Tuesday, December 23, 2014

Family struggles after a police grenade lands In child's crib


Alecia and Bounkham Phonesavanh and Bou Bou.

I WAS planning to post some seasonal videos on Christmas Eve to reflect the Season of Peace, but instead, 20/20 aired this story last week and my plans changed.
Alecia and Bounkham Phonesavanh never imagined their family would be at the center of a controversy over the militarization of police. But that’s exactly where they found themselves when their toddler was seriously injured by a Georgia SWAT team, also leaving them with a $1 million medical bill they have no hope of paying.
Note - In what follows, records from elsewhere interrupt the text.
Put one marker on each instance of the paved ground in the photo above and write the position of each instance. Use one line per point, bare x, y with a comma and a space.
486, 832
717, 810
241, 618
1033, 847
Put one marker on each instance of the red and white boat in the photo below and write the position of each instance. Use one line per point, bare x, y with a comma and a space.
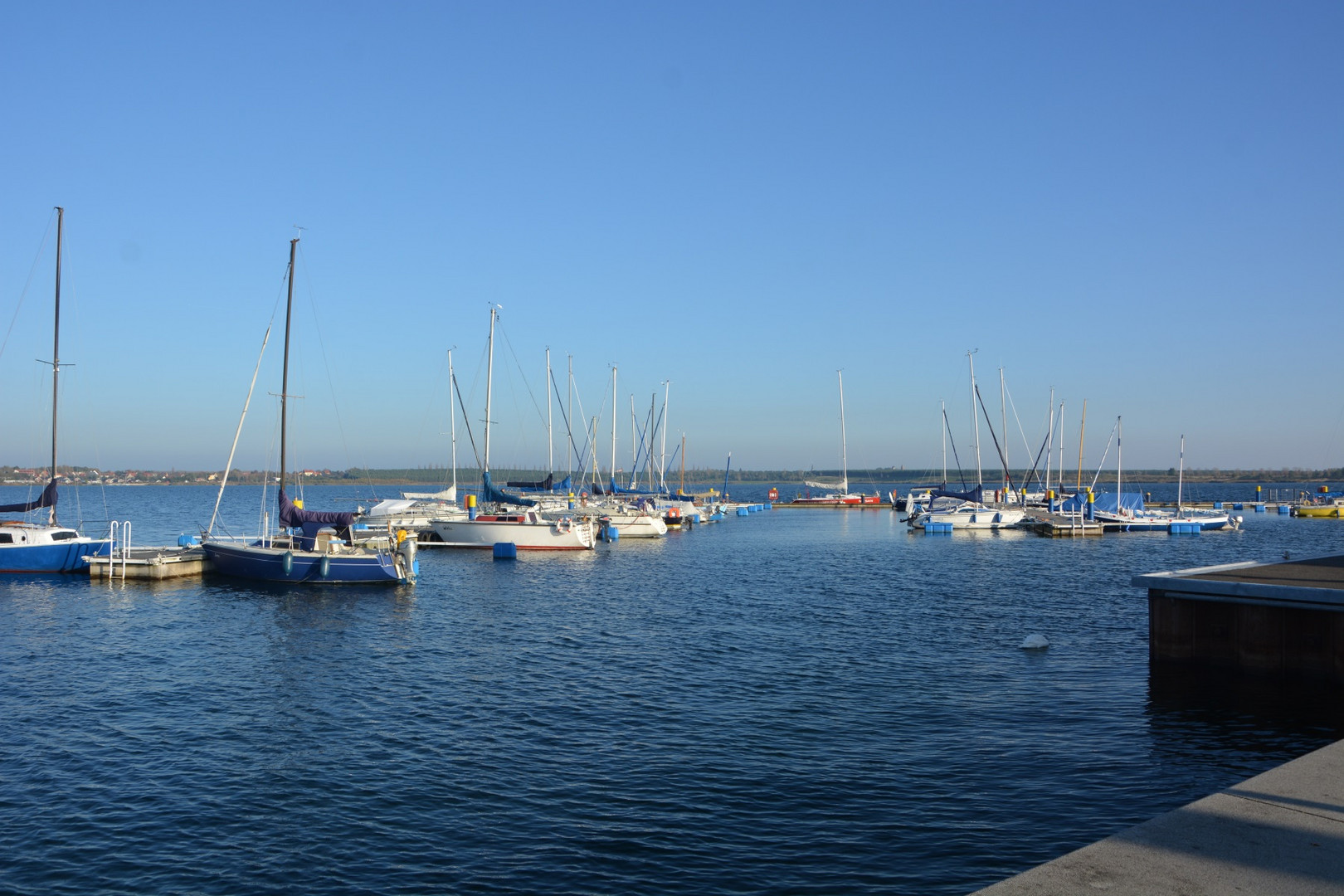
835, 494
“They messed up,” Alecia Phonesavanh told ABC News' "20/20." “They had a faulty search warrant. They raided the wrong house."
UPDATE: Family settles for $1 million settlement
When a Habersham County SWAT team raided what they believed to the house of a drug dealer, they threw a flash bomb into the house - right into the crib of 19-month old Bou Bou  Phonesavanh.

Police prepared for the worst based on bad intelligence. They were told there were arms in the house and there were no children. 

Just outside the door which they busted in was the family mini-van with its four children;s booster seats and the pictures of the kids on the dash.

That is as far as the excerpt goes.